Tuesday, December 27, 2022

Caramel Crunch-Chocolate Chunklet Cookies by Dorie Greenspan

Caramel Crunch-Chocolate Chunklet Cookies - made December 20, 2022 from Baking with Dorie by Dorie Greenspan
2 sticks (8 ounces) unsalted butter, cut into chunks
1/2 cup (100 grams) granulated sugar
1/2 cup (60 grams) confectioners' sugar
1/2 teaspoon fine sea salt
1 teaspoon pure vanilla extract
2 cups (272 grams) all-purpose flour
3 ounces dark or milk chocolate, chopped into small chunks (I recommend mini chocolate chips)
1/2 cup (60 grams) walnuts, coarsely chopped, toasted, optional (substitute more chocolate chunks if not using)
  1. In the bowl of a stand mixer fitted with the paddle attachment, beat together butter, granulated sugar, confectioners' sugar and salt until light and creamy, 1-2 minutes. Beat in vanilla.
  2. On low speed, mix in flour, beating until just combined. Add in chocolate and nuts, if using.
  3. Turn dough onto clean workspace and knead to bring it together. Divide dough in half and roll into 6-inch logs, slightly less than 2 inches in diameter. Wrap both logs and refrigerate for at least two hours.
  4. When ready to bake, preheat oven to 350 degrees F and butter two 12-cavity muffin tins. Cut each log into 1/2-inch thick rounds and place each round in a muffin cavity. Bake 20-22 minutes or until tops are golden brown at the edges and tops are softly set. Let cool for 3 minutes then remove gently with small spatula.
I thought these would be like caramelized brown-sugar chocolate chip cookies but they were more like chocolate chip shortbread. Really good chocolate chip shortbread. I advise doing as Dorie Greenspan suggests and baking these in muffin tins. That's what allows for the browning and caramelization of the cookies and gives them flavor and a little crunch.
For once, I don't advocate underbaking. The above shows what the bottom of the cookie should look like. It won't really spread in the muffin cavity but the darker muffin tin browned the bottoms of the cookies nicely. If you don't bake them long enough, you will only get a pale, anemic version of the cookie. It tastes better when it's baked to the golden brown color on the bottoms.
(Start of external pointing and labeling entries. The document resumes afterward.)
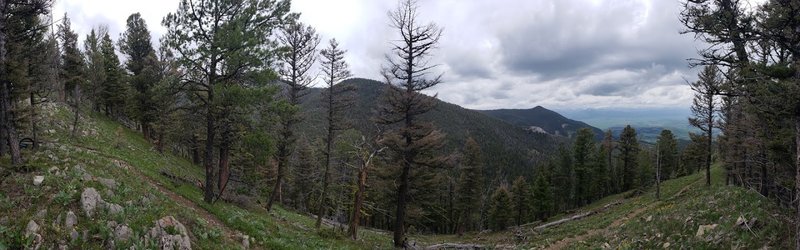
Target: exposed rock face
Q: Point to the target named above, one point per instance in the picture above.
(90, 200)
(109, 183)
(37, 180)
(122, 233)
(71, 220)
(170, 234)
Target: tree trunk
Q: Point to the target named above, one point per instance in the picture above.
(400, 216)
(325, 177)
(224, 166)
(209, 157)
(358, 203)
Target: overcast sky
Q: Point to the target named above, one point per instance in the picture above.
(560, 54)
I omitted the nuts in this (of course) but increased the amount of mini chocolate chips. The dough was firm enough that I only chilled it in the refrigerator and didn't freeze it. That made slicing easier before baking. I really liked these and they look dainty and pretty. Cut them thickly as they're not meant to be thin snappy cookies but, when properly browned on the bottom, you'll still get a nice crunch but also some chewiness.